Indie Ecology and the Laurent-Perrier Partnership

Leading the way in the sustainable food scene, Indie Ecology began by growing fruit, vegetables and edible flowers for some of Britain’s top restaurants. Collecting leftovers from restaurant kitchens, Igor turns the waste into compost and grows fresh produce for the very kitchens it came from.

Igor’s presentation was enchanting, providing an insight into the food industry and how it can become more sustainable. His vast amount of experience was fascinating. The Indie Ecology goal is to reduce and rethink food waste – concentrating on reducing 02 emissions and how we can be more responsible.

A countryside Clubhouse

As we stepped inside the Laurent-Perrier Clubhouse we were transported to the countryside. Rustic tables were adorned with fresh vegetables, organic baskets and gold caged Laurent-Perrier rosé. Surrounding the walls of the tent, bookcases were styled with gorgeous farming artefacts and heaps of copper. Our favourite was the full flower wall shining through the Laurent-Perrier logo. Located behind the stage, it was a perfect photo opportunity and focal point once the masterclass was taking place.

Ikoyi Tasting Menu

Ikoyi London serves Jollof Cuisine, combining the boldest high quality ingredients. As well as creating mouth-watering West-African flavours, the restaurant also works together with Igor to consider sustainable eco-friendly processes.

To begin, we were served a fresh glass of Laurent-Perrier rosé, ice cold and full of fresh bubbles. This was to accompany the tasting dishes we were to experience throughout the night. (It’s delicious for anyone that hasn’t tried it yet!)

Next, we were to sample a squid and coffee shito. The texture and colour of the ingredients on the plate instantly enticed you to take your first bite. These two fascinating flavours combined provided the most delicious mouthful. Head Chef Jeremy continued to talk through the contrasting flavours and how the dish was made.

For main we were presented with a smoked jollof rice with prawns and smoked scotch bonnet. This wasn’t for those who don’t like a bit of spice in their food! Following West-African flavours this mouthful was a fiery one, combining delicious smoked flavours with an after-kick that will guarantee you remember it.
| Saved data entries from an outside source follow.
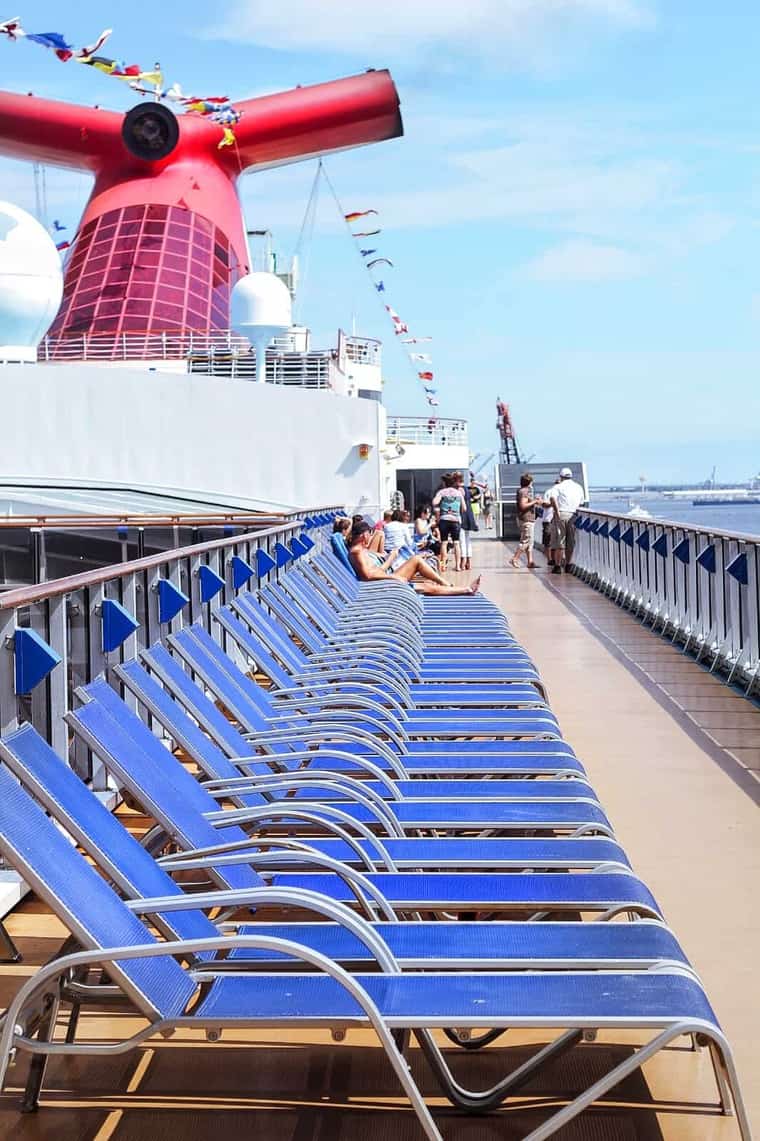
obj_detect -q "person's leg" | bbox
[368,530,385,553]
[550,518,564,573]
[511,521,528,567]
[391,555,447,586]
[438,521,449,573]
[415,576,482,596]
[526,520,536,568]
[565,517,576,569]
[542,524,553,566]
[555,518,568,571]
[460,528,472,570]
The sweet bubbles helped refresh the palette and cool the tongue ready for dessert.

Lastly and the most intriguing dish, was a tomato ice cream with a foam cracker. At first we were apprehensive, taking our time to break into the ice cream dome, yet knowing Iyoki’s reputation and the previous dishes being divine, we were excited to try something new. It was just delicious – a fresh ice cold bowl of incredible flavours!

It’s safe to say we would recommend this experience to everybody… it’s fascinating, educational, eye-opening and delicious. The perfect way for Laurent-Perrier to celebrate their 50th year of its revolutionary Cuvée Rosé.